Sheila Sferrella, president of Brentwood, Tennessee-based Regents Health Resources, believes that the biggest revenue hurdle for imaging providers to clear involves commercial payers. Sferrella criticized the imaging study authorization process as “broken at multiple levels on the payer side,” from the length of time required to secure approval for a study, to the costs associated with chasing down various parties involved in the process.
For a start, authorization from a commercial payer takes a minimum of three days to obtain, she said, a timetable complicated by the fact that at least 20 percent of all studies ordered require a peer review and some other indeterminate percentage are denied out of hand. (Medicaid studies can’t even be ordered prior to assuring that patients qualify for care, Sferrella noted).
Practically, she points out that in many institutions, imaging authorizations are faxed to a single server, which staffers then must access to call back their patients to schedule studies. Multiple people making multiple calls only adds to the length of time it takes to get the study ordered, authorized and get a patient scheduled, “and that’s if everything works correctly the first time,” Sferrella said.
“I certainly think commercial payers could make the authorization process a whole lot easier,” she said. “It ought to be electronic, and you ought to be able to get it back within two hours if all the information’s there. I see what’s being submitted, and they’ve got all the information they need in nine out of 10 cases. But the payers aren’t going to make it any easier.”
The added step of AUC, which is handled by different people within an organization, can complicate this timetable by requiring further coding requirements in order to bill for Medicare reimbursement. Effective January 21, 2021, failure to address these requirements before performing a study is a surefire way to get payment denied.
“At a minimum, it’s six different people touching a claim for appropriate use criteria,” Sferrella said. “You’ve got to have different processes for every claim, and different people having to touch every single one of those claims throughout the process: scheduling, registration, imaging, billing, coding and someone to send all the info to the rad group so they can bill or collect.

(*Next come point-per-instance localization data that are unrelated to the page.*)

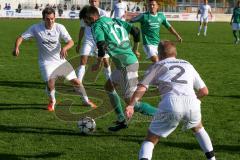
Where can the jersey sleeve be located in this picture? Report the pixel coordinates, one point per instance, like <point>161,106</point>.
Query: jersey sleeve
<point>138,18</point>
<point>97,33</point>
<point>82,23</point>
<point>29,33</point>
<point>198,83</point>
<point>165,22</point>
<point>64,33</point>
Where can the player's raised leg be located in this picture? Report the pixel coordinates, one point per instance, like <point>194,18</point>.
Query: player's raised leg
<point>107,68</point>
<point>50,89</point>
<point>204,141</point>
<point>82,68</point>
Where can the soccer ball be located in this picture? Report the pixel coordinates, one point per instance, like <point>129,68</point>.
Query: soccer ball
<point>86,125</point>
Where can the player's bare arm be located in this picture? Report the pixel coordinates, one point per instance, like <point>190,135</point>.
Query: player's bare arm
<point>63,53</point>
<point>17,44</point>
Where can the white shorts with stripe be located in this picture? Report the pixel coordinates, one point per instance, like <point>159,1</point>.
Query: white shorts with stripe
<point>172,111</point>
<point>204,19</point>
<point>127,78</point>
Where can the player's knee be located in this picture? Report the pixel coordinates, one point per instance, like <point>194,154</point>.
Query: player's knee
<point>152,138</point>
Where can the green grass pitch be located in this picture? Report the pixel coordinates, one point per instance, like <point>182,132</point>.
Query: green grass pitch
<point>29,131</point>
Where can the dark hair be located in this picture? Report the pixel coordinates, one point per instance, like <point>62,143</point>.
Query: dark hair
<point>47,11</point>
<point>88,11</point>
<point>167,49</point>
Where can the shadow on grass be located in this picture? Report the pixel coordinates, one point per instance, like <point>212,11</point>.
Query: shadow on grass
<point>46,155</point>
<point>64,132</point>
<point>233,149</point>
<point>23,106</point>
<point>23,84</point>
<point>226,96</point>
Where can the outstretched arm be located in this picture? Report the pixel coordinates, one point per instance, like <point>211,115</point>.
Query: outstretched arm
<point>63,53</point>
<point>174,32</point>
<point>17,44</point>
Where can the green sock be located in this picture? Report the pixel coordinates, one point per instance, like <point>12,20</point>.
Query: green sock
<point>116,103</point>
<point>145,108</point>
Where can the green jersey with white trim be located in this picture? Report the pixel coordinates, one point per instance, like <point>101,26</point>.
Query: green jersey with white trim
<point>115,34</point>
<point>236,15</point>
<point>150,26</point>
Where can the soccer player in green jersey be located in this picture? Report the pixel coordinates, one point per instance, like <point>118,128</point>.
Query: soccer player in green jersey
<point>111,37</point>
<point>151,22</point>
<point>235,22</point>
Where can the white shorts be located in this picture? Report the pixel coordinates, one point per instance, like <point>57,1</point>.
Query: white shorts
<point>150,50</point>
<point>57,69</point>
<point>173,110</point>
<point>127,78</point>
<point>89,49</point>
<point>236,26</point>
<point>204,19</point>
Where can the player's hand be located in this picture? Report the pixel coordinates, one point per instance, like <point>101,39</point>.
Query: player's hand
<point>179,39</point>
<point>129,111</point>
<point>137,54</point>
<point>15,52</point>
<point>63,53</point>
<point>95,67</point>
<point>77,48</point>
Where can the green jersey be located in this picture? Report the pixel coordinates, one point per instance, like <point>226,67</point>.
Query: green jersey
<point>115,34</point>
<point>236,15</point>
<point>150,26</point>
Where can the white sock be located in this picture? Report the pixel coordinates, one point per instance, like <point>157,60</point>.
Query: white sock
<point>205,143</point>
<point>81,72</point>
<point>146,150</point>
<point>200,28</point>
<point>51,94</point>
<point>107,72</point>
<point>205,30</point>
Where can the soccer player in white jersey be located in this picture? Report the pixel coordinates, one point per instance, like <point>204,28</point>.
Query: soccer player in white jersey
<point>176,80</point>
<point>204,10</point>
<point>119,10</point>
<point>89,46</point>
<point>52,60</point>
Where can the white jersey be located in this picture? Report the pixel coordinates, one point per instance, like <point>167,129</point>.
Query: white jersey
<point>204,9</point>
<point>174,77</point>
<point>119,10</point>
<point>88,32</point>
<point>48,41</point>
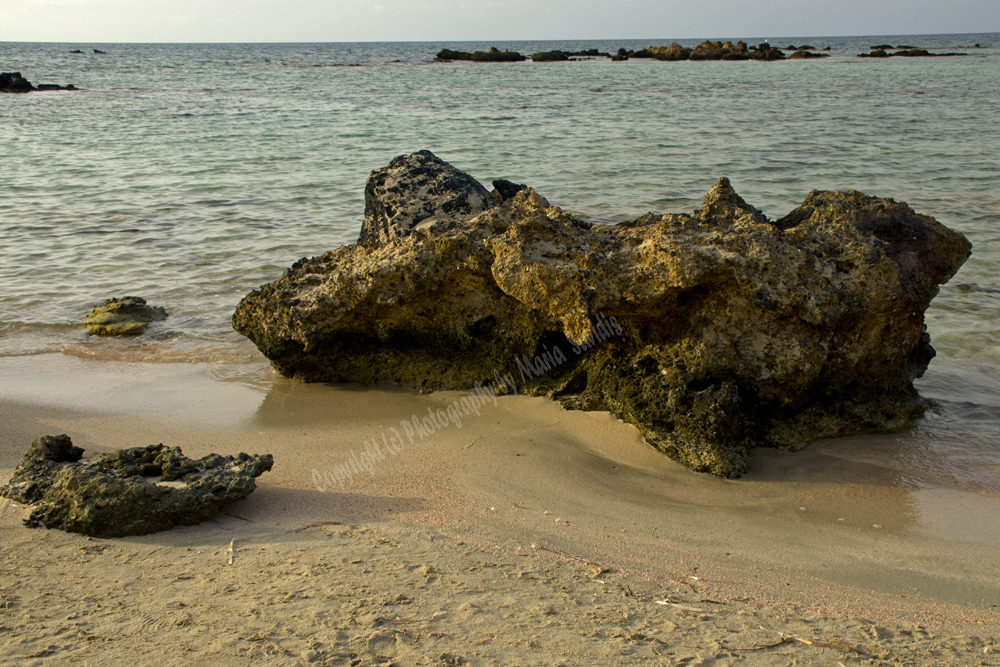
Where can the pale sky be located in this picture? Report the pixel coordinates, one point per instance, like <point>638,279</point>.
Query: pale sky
<point>95,21</point>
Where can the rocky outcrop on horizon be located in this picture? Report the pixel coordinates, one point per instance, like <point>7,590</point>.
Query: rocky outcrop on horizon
<point>129,492</point>
<point>712,332</point>
<point>494,55</point>
<point>13,82</point>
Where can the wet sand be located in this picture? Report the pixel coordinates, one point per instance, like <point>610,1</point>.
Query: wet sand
<point>530,535</point>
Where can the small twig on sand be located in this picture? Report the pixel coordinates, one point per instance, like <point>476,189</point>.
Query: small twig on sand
<point>585,561</point>
<point>785,639</point>
<point>681,606</point>
<point>314,525</point>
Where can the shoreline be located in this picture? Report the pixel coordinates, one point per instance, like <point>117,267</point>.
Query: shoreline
<point>581,487</point>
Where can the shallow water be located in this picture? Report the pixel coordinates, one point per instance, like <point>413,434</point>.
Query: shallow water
<point>190,174</point>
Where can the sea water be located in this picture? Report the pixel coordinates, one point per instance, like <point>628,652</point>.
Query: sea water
<point>190,174</point>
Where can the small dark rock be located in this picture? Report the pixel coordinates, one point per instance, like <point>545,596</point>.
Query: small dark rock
<point>448,54</point>
<point>13,82</point>
<point>506,189</point>
<point>550,56</point>
<point>768,53</point>
<point>495,55</point>
<point>418,189</point>
<point>127,316</point>
<point>110,495</point>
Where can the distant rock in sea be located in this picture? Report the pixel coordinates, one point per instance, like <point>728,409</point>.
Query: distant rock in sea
<point>713,332</point>
<point>494,55</point>
<point>909,53</point>
<point>800,55</point>
<point>129,492</point>
<point>127,316</point>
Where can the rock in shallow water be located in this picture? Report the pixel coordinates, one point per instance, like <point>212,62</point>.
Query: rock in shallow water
<point>112,496</point>
<point>127,316</point>
<point>713,332</point>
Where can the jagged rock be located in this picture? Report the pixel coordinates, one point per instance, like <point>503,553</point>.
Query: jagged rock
<point>911,53</point>
<point>417,191</point>
<point>550,56</point>
<point>129,492</point>
<point>713,332</point>
<point>13,82</point>
<point>718,51</point>
<point>764,51</point>
<point>127,316</point>
<point>671,53</point>
<point>448,54</point>
<point>494,55</point>
<point>505,190</point>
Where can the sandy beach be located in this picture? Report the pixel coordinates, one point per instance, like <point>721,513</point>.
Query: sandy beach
<point>530,535</point>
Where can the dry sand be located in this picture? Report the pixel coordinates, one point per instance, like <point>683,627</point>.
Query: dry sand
<point>530,536</point>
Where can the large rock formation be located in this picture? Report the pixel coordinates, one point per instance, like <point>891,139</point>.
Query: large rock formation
<point>129,492</point>
<point>713,332</point>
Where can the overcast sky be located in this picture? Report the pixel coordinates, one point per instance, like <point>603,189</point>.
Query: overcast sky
<point>457,20</point>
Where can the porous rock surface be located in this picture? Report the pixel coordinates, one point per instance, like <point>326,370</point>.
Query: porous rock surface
<point>713,332</point>
<point>129,492</point>
<point>127,316</point>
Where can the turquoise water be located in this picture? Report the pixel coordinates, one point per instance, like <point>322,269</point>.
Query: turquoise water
<point>190,174</point>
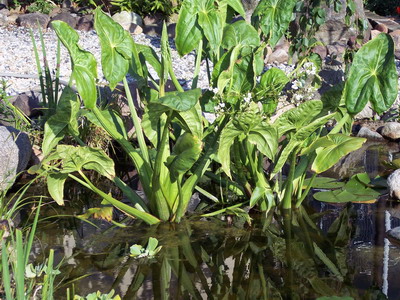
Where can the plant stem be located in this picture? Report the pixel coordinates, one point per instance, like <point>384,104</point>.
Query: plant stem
<point>160,202</point>
<point>199,53</point>
<point>287,198</point>
<point>306,191</point>
<point>136,123</point>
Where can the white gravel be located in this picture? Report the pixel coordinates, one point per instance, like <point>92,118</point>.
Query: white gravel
<point>17,57</point>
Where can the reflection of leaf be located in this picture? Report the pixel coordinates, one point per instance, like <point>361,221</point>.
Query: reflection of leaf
<point>102,213</point>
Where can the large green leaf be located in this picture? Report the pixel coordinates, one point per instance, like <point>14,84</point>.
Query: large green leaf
<point>273,16</point>
<point>63,120</point>
<point>228,135</point>
<point>265,138</point>
<point>373,76</point>
<point>331,148</point>
<point>298,138</point>
<point>184,154</point>
<point>55,186</point>
<point>84,66</point>
<point>188,31</point>
<point>116,47</point>
<point>78,158</point>
<point>240,33</point>
<point>297,117</point>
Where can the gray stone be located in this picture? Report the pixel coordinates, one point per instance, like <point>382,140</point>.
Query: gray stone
<point>336,49</point>
<point>393,182</point>
<point>65,17</point>
<point>391,131</point>
<point>369,134</point>
<point>32,20</point>
<point>29,105</point>
<point>15,152</point>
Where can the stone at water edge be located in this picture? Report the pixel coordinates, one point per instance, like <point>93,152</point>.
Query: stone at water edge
<point>393,182</point>
<point>15,152</point>
<point>391,131</point>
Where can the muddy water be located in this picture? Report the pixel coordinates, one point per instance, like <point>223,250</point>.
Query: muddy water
<point>319,250</point>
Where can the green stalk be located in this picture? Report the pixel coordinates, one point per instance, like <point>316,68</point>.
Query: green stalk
<point>144,169</point>
<point>6,280</point>
<point>136,123</point>
<point>133,212</point>
<point>340,124</point>
<point>201,168</point>
<point>39,69</point>
<point>196,73</point>
<point>287,198</point>
<point>58,67</point>
<point>49,82</point>
<point>306,191</point>
<point>32,233</point>
<point>19,275</point>
<point>160,202</point>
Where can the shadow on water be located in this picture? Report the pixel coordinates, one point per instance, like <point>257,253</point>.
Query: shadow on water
<point>316,251</point>
<point>319,251</point>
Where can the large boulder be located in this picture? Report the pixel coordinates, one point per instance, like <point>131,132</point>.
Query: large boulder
<point>32,20</point>
<point>15,152</point>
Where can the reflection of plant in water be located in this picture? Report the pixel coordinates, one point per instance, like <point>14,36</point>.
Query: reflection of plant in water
<point>291,257</point>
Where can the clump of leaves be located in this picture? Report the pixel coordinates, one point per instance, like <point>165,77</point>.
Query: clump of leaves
<point>138,251</point>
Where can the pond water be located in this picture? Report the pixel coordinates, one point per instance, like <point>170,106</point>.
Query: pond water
<point>319,250</point>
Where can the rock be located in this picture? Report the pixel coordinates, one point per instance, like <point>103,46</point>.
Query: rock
<point>374,33</point>
<point>335,30</point>
<point>171,30</point>
<point>369,134</point>
<point>15,152</point>
<point>155,19</point>
<point>135,29</point>
<point>396,40</point>
<point>336,49</point>
<point>394,234</point>
<point>152,30</point>
<point>393,182</point>
<point>31,20</point>
<point>12,18</point>
<point>65,17</point>
<point>3,19</point>
<point>321,51</point>
<point>381,28</point>
<point>391,131</point>
<point>123,18</point>
<point>366,113</point>
<point>85,23</point>
<point>29,105</point>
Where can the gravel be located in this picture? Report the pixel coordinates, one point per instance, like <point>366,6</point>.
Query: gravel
<point>17,58</point>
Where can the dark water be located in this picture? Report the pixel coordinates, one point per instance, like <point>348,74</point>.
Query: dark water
<point>319,250</point>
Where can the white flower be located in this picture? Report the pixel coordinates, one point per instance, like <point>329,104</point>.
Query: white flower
<point>298,97</point>
<point>296,85</point>
<point>247,99</point>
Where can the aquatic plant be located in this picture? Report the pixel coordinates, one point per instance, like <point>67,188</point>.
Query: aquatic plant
<point>176,146</point>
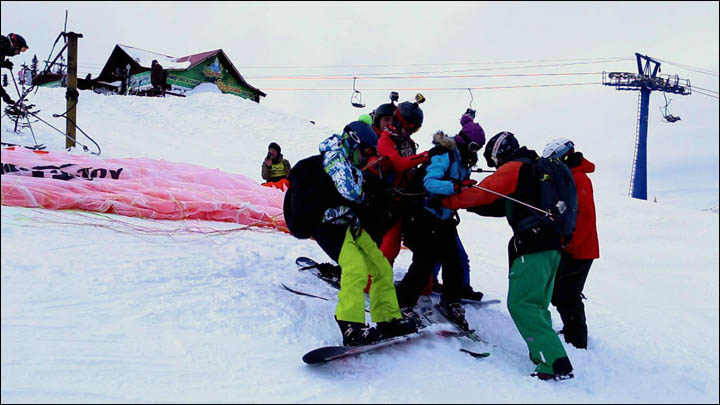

“The government wants to talk about reductions in administrative burden, but they just keep piling it on,” she said.
Sferrella noted that AHRA has been working with CMS to try to streamline the AUC process, hoping to derive an electronic tag that would flow through to the billing and claims processes automatically, but changing hospital and insurance forms is arduous and complicated work.
“When we looked at other regulations with our members, if you talked to 12 hospitals, there were 12 different workarounds for the processes,” Sferrella said. “In an imaging center, it doesn’t matter because you’re billing on a global bill. The issue is for radiologists who read at hospitals where they’ve got to get this information and provide it so they have that same G code and modifier to append to their bills.”
And what happened when a patient presents with complaints that don’t correspond to the authorized imaging study? Practitioners are left with the choice of either performing the wrong-but-authorized procedure, or ordering a new authorization for the correct study and starting the process from square one.
“That happens day in and day out because physicians don’t always know what the correct order is,” Sferrella said. “Part of it is trying to satisfy your referring physician and not wanting to upset them, but you do need some basic information to get the study approved. It’s that fine line.”